- Madalina Ciortan

# Spectral clustering demystified

Let’s start by introducing some basing graph theory notions.

**Adjacency matrix (A)**

Given a graph with *n* vertices and *m* nodes, the adjacency matrix is a square n*n matrix with the property:

A[i][j] = 1 if there is an edge between node i and node j, 0 otherwise

Because A is symmetric, its eigen vectors are real and orthogonal (the dot product is 0).

**Degree matrix (D)**

The degree matrix is a n*n diagonal matrix with the property

d[i][i] = the number of adjacent edges in node i or the **degree of node i**

d[i][j] = 0

**Laplacian matrix (L)**

The laplacian matrix is a n*n matrix defined as: **L = D -A**

Its **eigen values are positive real numbers** and the **eigen vectors are real and orthogonal **(the dot product of the 2 vectors is 0)

**Conductance **

A measure of the connectivity of a group to the rest of the network relative to the density of the group (the number of edges that point outside the cluster divided by the sum of the degrees of the nodes in the cluster). The lower the conductance, the better the cluster.

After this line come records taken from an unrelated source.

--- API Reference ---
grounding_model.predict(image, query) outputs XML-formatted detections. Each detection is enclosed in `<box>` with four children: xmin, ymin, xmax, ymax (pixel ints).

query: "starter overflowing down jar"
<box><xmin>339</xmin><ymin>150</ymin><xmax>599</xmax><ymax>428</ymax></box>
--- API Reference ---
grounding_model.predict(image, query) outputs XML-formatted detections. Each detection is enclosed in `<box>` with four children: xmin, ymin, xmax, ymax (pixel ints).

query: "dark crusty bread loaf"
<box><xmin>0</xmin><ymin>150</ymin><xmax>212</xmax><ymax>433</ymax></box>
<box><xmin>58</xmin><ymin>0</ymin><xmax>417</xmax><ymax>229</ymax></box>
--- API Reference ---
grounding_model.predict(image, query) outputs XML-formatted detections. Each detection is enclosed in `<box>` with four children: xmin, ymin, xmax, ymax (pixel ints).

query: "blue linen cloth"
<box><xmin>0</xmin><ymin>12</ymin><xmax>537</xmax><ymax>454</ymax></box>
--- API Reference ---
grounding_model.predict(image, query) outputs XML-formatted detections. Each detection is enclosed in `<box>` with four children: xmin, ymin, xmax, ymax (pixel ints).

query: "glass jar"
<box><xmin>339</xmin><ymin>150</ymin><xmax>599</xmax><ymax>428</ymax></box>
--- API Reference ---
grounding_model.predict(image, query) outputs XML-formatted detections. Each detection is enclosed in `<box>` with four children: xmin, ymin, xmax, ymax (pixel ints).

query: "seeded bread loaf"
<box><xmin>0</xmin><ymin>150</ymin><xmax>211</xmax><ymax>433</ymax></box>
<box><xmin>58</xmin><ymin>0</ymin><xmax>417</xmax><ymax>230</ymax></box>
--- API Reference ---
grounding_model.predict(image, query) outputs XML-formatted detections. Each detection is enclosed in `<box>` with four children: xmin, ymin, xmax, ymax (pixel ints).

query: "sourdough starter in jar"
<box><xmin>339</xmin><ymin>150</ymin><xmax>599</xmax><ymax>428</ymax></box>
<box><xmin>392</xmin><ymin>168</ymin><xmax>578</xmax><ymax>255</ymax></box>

Calculating the eigen values and eigen vectors of A with x ( n dimensional vector with the values of the nodes): **A * x = lambda * x**

The spectrum of a matrix representing the graph G is a set of eigenvectors xi of the graph ordered by the corresponding eigen values lambda i.

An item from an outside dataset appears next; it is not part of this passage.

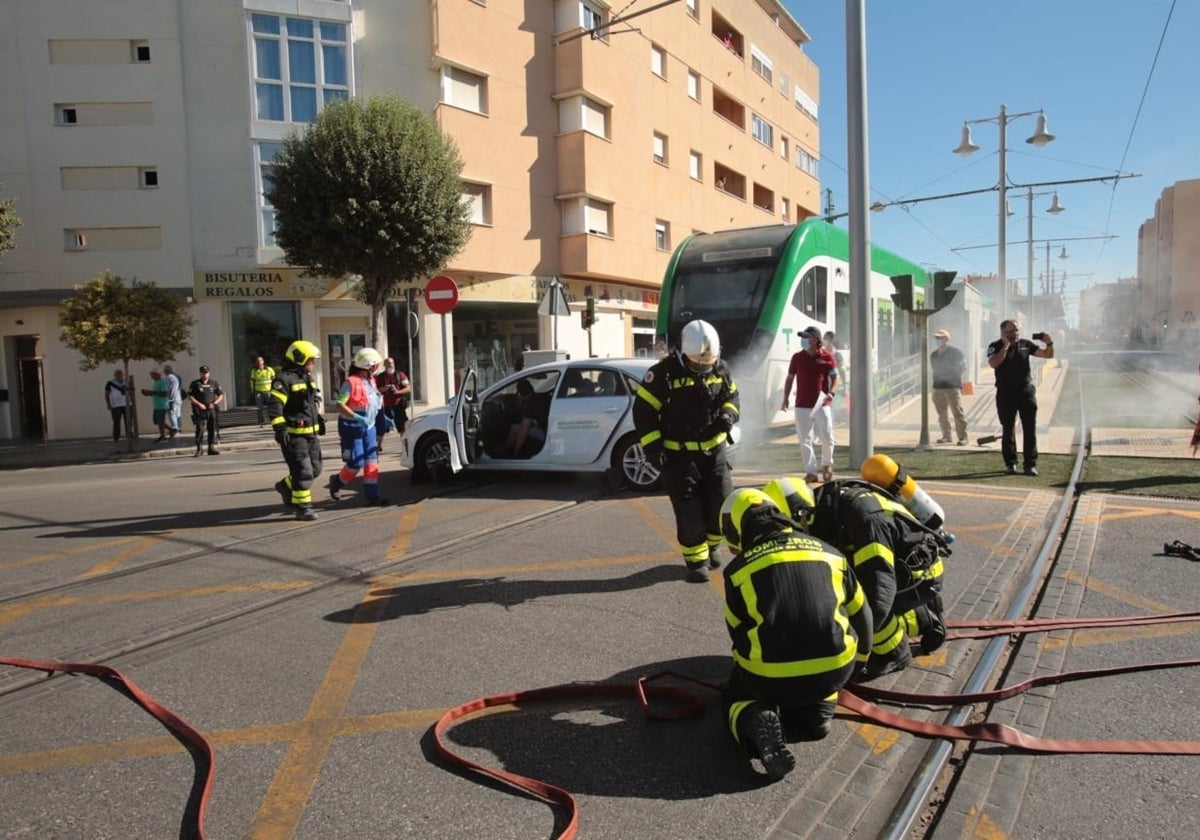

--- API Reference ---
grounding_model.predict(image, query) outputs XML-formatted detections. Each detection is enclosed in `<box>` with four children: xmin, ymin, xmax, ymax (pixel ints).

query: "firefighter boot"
<box><xmin>746</xmin><ymin>703</ymin><xmax>796</xmax><ymax>781</ymax></box>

Now that we introduced the most important building blocks of graph theory, we are ready to summarize the spectral clustering steps:

Compute the Laplacian matrix **L** of the input graph **G **Compute the eigen values (lambda) and eigen vectors (x) such that

**L* x = lambda * x**

3. Select n eigenvectors corresponding to the largest eigenvalues and redefine the input space as a n dimensional subspace

4. Find clusters in this subspace using various clustering algorithms, such as k-means

It is also possible to use instead of the adjacency matrix defined above an **affinity matrix** which determines how close or similar are 2 points in our space. As defined in the sklearn __implemenatation__:

`similarity = np.exp(-beta * distance / distance.std()) `

A good resource demoing the creation of the affinity matrix is __this __youtube video.

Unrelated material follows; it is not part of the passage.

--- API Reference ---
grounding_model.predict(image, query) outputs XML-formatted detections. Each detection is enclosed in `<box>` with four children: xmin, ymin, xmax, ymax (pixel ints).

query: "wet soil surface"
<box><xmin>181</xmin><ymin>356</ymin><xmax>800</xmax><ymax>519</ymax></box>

Both Spectral Clustering and affinity propagation have been implemented in python. This__ jupiter notebook__ shows a quick demo of their usage.

```
clustering = SpectralClustering(n_clusters=nb_clusters, assign_labels="discretize", random_state=0).fit(X)
y_pred = clustering.labels_
plt.title(f'Spectral clustering results ')
plt.scatter(X[:, 0], X[:, 1], s=50, c = y_pred);
```

**Self tuning Spectral Clustering**

The idea behind the self tuning spectral clustering is to avoid giving as input to the spectral clustering algorithm the number of clusters. This can be achieved either by changing the way the affinity matrix is being built by putting a constraint on the number of nearest neighbors or by determining from the structure of the eigenvectors the optimal number of clusters.